Grind your own flour
I was recently lucky enough to be able to borrow a Mockmill from a business partner. Mockmill is a grinder or mill for grinding flour at home. The principle is immediately the same as with a large commercial stone grinder, it is just easier to operate and on a much smaller scale, so that it can stand at home on the kitchen table.
Wholemeal flour is best when freshly ground, I always grind my flour immediately before use. This is where the taste is best and the grain's nutrients are best preserved. It is also in freshly ground flour that the enzyme activity is greatest, and this means that extra attention is required when baking with freshly ground flour. Dough made from freshly ground flour develops and rises faster than flour that has been standing for a longer time, so it can be advantageous to reduce the amount of sourdough by 25%-50% of what you would otherwise use, and possibly also lower the temperature of the water by a few degrees.
When grinding larger quantities of grain, it is important to pay attention to the heat generation in the stones. If the stones and thus the flour get too hot, it is destroyed. Heat generation is only a challenge when grinding large quantities of flour and especially when it is ground very finely. To reduce heat generation, I paint larger amounts twice, first on a rough setting and then on the setting I want.

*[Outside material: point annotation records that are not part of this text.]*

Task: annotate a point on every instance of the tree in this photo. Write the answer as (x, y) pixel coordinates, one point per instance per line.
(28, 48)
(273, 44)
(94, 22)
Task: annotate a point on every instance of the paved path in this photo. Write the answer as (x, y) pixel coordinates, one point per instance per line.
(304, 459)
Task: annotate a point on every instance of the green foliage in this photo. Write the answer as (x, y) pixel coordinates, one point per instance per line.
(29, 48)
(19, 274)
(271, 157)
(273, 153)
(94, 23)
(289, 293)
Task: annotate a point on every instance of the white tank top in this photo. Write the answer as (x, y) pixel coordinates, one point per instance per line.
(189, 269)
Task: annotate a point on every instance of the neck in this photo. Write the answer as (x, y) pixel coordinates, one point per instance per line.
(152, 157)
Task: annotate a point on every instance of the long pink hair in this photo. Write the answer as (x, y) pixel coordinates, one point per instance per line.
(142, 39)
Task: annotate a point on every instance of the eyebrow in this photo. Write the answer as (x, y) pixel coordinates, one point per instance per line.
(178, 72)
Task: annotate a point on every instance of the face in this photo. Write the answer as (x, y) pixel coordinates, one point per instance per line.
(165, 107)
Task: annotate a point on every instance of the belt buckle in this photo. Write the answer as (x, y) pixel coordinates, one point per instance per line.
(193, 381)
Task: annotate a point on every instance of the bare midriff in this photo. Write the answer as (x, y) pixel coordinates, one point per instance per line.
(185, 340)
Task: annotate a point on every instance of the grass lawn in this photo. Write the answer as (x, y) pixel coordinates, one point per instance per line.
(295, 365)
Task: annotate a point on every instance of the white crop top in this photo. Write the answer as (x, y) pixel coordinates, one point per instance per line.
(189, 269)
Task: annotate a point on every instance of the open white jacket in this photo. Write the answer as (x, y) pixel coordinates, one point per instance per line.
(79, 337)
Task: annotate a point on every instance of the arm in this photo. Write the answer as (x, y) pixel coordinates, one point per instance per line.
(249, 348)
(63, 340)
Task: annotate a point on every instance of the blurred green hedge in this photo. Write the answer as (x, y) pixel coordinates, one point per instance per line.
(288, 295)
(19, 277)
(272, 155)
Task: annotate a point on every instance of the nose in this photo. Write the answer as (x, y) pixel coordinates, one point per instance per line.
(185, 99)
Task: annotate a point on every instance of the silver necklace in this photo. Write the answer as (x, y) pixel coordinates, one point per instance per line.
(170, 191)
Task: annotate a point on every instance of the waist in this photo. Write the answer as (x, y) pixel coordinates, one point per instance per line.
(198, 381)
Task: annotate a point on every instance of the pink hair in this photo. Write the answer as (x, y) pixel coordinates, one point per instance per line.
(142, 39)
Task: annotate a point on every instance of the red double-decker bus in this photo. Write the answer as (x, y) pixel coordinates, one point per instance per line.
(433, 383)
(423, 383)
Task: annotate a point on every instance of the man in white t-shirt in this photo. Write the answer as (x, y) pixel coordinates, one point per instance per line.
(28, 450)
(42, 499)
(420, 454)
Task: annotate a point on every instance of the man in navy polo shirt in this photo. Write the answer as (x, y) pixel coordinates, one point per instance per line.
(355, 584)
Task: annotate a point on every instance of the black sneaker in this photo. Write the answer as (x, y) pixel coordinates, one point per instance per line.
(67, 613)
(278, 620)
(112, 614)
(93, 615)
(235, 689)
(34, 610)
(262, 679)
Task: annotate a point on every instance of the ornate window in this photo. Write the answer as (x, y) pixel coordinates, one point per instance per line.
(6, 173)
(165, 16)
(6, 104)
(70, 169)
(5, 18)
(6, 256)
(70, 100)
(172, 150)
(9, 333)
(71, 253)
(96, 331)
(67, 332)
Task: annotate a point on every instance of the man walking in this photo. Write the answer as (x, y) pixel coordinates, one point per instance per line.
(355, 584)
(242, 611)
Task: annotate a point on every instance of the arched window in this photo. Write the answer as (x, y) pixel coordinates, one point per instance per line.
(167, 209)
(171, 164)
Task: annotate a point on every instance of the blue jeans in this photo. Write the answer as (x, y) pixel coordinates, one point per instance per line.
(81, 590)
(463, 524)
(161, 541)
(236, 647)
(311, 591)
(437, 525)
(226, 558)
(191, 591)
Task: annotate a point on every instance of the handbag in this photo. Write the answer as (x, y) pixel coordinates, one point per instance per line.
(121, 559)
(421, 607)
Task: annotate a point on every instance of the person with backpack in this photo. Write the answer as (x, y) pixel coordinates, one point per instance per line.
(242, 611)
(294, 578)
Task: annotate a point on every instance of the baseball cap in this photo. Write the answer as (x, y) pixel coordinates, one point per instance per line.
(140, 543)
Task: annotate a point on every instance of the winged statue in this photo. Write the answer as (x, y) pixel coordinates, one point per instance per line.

I do not sift the flour from my grinder, at most I sift a very small amount of shell parts that the stone does not catch, it is less than 0.5 grams per 100 grams of flour, so it hardly counts. Sifting your own flour is a big waste, in ordinary sifted wheat flour there is approx. 28% of the grain is sorted from, and the biggest gain from freshly ground flour lies in whole grain flour.
I like to explore "exotic" grains such as einkorn, emmer, kamut and spelt. Grains that I bake with mainly for their taste rather than their baking properties and therefore use as wholemeal flour. It can be a long time before I use a kilo of these types of flour, and a bag can therefore last a long time before it is used up. Whole grains can last a long time if they are stored dry and fairly cool, so with a grinder on the kitchen counter, I always have freshly ground whole grain flour and don't have to worry about the shelf life of my whole grain flour.
In addition to several different types of wheat and rye, I have so far painted
Oats and barley completely coarse. I soak it for 10-12 hours and cook porridge for baking and to eat for breakfast, for example.
Rice flour - perfect for the rising baskets and for sprinkling the bottom of the loaves with before they smoke in the oven. I grind rice on the finest setting.
Coarse salt - I often find it difficult to find fine salt of good quality, and the coarse salt can be difficult to dissolve in the dough. The Mockmill grinds sea salt just the way I want it. I grind salt on medium coarseness.